Despite the apparent contentment of the Tolpan villagers, members of the work team were troubled by their poverty. Everybody was asking themselves, 'Why was I born where I was born?' said Van Gaalen, and then, 'What kind of responsibilities do I then have?'
You see the poverty in pictures and on TV, but it hits home so much more when you see it yourself, added Van Schouwen.
The Tolpan were very grateful for the assistance provided by the engineering students and the work team. This is the first time in a long time that anyone's done anything good for them without expecting something in return, said Josh Meendering, a Dordt alum ('99) who joined the work team. That made what we did more special.
To the Tolpan people, our work was a practical demonstration of God's love, Van Gaalen reflected, and they appreciated it. Although they couldn't communicate in English, a sense of camaraderie developed between us.
Although the work team members enjoyed interacting with the Tolpan, their main focus was the irrigation project.
We were there to put that thing in. There was no one to finish it if we didn't get it done, Davelaar pointed out.
And they did get it done. By the fourth day of work, the work team was essentially finished laying the seven thousand feet of pipe and was excited to see water come out the sprinklers.
Many people on the work team had expertise in plumbing or construction, but the engineering students were nevertheless given a degree of leadership. There was a sense that they knew the various details and could be asked questions about design details and changes, said Van Gaalen.
Meendering also spoke highly of the students. The engineers set a good example for everyone, work-wise. I was truly impressed with the professionalism and preparation they displayed, he said. They were never stumped with the questions that came up, but I think what was more impressive was that a lot of questions didn't come up.

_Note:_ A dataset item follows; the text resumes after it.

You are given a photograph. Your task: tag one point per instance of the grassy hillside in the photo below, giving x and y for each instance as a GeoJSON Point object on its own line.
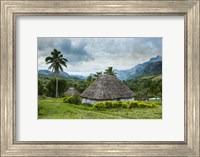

They did a lot of work to be sure that no problems did arise. All in all, the proof was in the pudding because the thing worked and seemed to work within the parameters they'd predicted.
The students were clearly blessed by their work with the Tolpan and by their work as engineers. We went down as four senior engineering students. We came back different-with more than an academic education, with a different perspective on life and our education, said Van Schouwen.
Van Gaalen as faculty advisor says that although the project was not as technically complex as many senior design projects, it was a valuable experience because so many other kinds of learning occurred beyond the narrowly technical.
Adams agreed. There's more to an engineering project than only technical knowledge, he said, naming also cultural, political, and organizational issues. Engineering is becoming more and more an international business, as technology becomes an activity we do worldwide. If we're going to do good engineering in the twenty-first century, we need to understand international responsibility, cultural differences, and how individuals with their unique personalities relate to the sociology of a region.
Although both Adams and Van Gaalen admitted that financial and time constraints will prevent faculty from actively seeking out international design opportunities, they said that Dordt's engineering department is open to considering other such projects.
As Van Gaalen said, Students are ready to consider projects in other cultures, and we're ready to back them up.